S'il s'intéresse à la Dame de Milan, aux (quatre) femmes de sa vie, Edgardo Franzosini n'oublie pas la passion tumultueuse qui fit longtemps scandale. Rimbaud n'est pas un saint. Tout n'est pas exemplaire chez lui.
On est très loin de l'hagiographie voulue par Isabelle, et de Paterne Berrichon. Un anarchiste qui se conforme, par intérêt, par calcul, à la morale très catholique de celle qu'il veut épouser; qui n'hésite pas, pour lui plaire, à comparer Rimbaud à Jésus.
Isabelle ne voulait qu'un thème: le sien.
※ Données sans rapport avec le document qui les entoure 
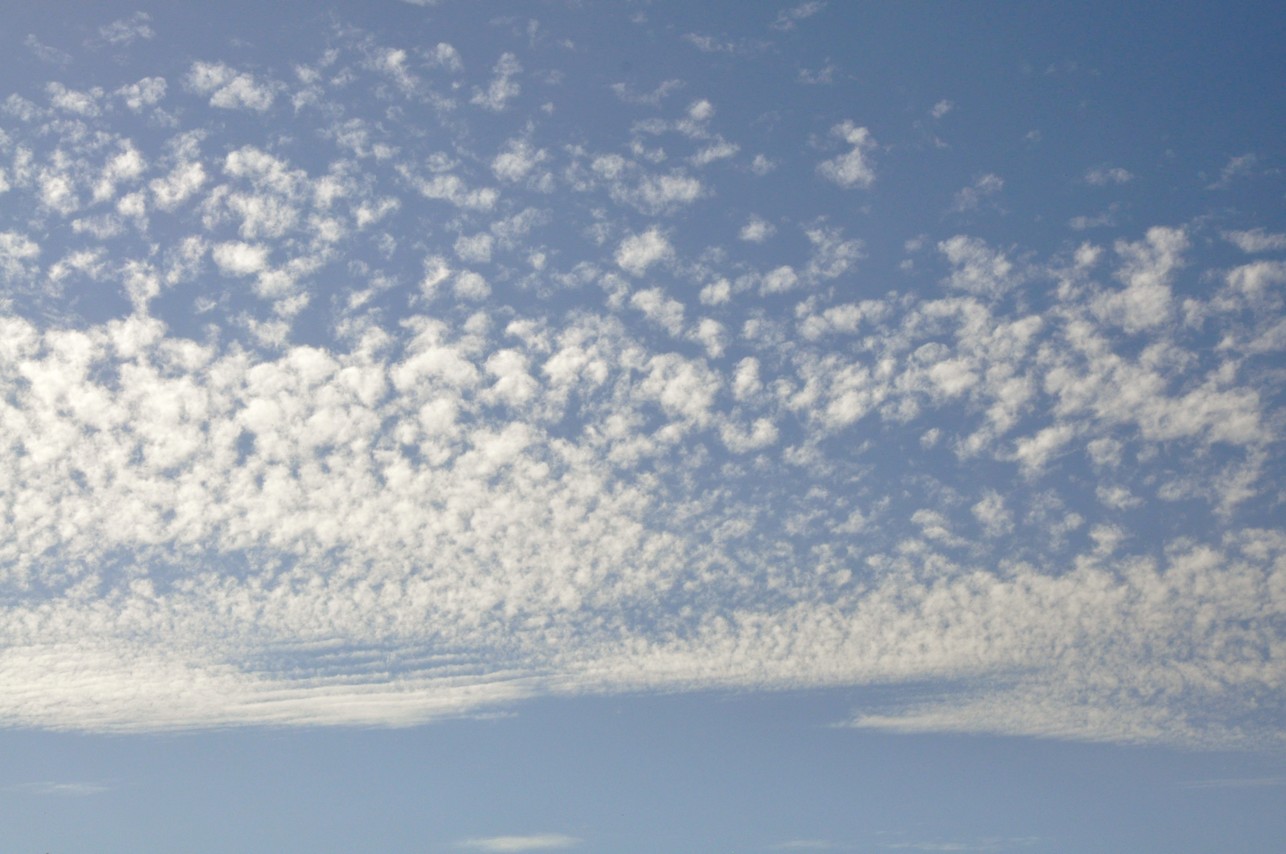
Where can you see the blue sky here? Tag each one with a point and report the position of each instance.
(639, 427)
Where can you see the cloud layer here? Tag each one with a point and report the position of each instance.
(398, 425)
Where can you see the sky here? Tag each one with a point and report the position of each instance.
(642, 426)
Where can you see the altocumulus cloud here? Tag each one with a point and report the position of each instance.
(534, 843)
(346, 425)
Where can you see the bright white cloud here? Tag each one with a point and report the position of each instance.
(637, 252)
(533, 843)
(851, 169)
(529, 408)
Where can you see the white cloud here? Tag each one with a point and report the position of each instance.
(978, 268)
(229, 89)
(144, 93)
(1236, 167)
(637, 252)
(1257, 241)
(788, 18)
(503, 86)
(531, 843)
(851, 169)
(126, 31)
(756, 230)
(239, 259)
(970, 198)
(1104, 175)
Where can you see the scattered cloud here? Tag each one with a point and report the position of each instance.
(1236, 167)
(971, 198)
(422, 404)
(534, 843)
(126, 31)
(851, 169)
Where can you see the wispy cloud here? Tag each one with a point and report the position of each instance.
(62, 789)
(533, 843)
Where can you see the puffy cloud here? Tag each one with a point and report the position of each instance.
(851, 169)
(637, 252)
(503, 86)
(229, 89)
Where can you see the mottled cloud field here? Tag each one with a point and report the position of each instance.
(374, 381)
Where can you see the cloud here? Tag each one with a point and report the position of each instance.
(788, 18)
(637, 252)
(970, 198)
(62, 790)
(1257, 241)
(412, 410)
(1236, 167)
(229, 89)
(126, 31)
(853, 169)
(756, 230)
(1102, 176)
(503, 86)
(46, 53)
(534, 843)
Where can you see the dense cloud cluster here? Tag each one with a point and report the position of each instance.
(385, 418)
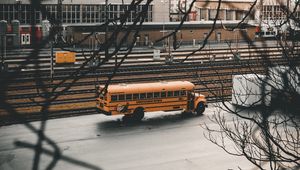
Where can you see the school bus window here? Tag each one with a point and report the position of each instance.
(156, 94)
(135, 96)
(149, 95)
(142, 95)
(114, 98)
(170, 94)
(128, 96)
(176, 93)
(121, 97)
(183, 93)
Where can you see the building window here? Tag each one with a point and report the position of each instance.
(203, 14)
(229, 15)
(212, 14)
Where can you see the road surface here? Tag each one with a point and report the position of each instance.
(162, 141)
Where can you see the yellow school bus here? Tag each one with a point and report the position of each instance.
(135, 99)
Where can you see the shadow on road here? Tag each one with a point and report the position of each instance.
(149, 122)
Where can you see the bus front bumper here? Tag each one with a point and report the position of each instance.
(103, 112)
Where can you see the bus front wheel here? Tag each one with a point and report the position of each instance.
(138, 113)
(200, 108)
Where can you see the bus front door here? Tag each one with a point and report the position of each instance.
(191, 98)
Ce n'est évidemment pas celui d'Edgardo Franzosini.

12.05.2023

Edgardo Franzosini

Edgardo Franzosini (La Valletta Brianza, 1952) est un écrivain, biographe et traducteur italien. Il a écrit des œuvres biographiques libres et érudites sur Raymond Isidore dit «Monsieur Piquassiette», Arthur Rimbaud, l’acteur hongrois Bela Lugosi et le sculpteur Rembrandt Bugatti.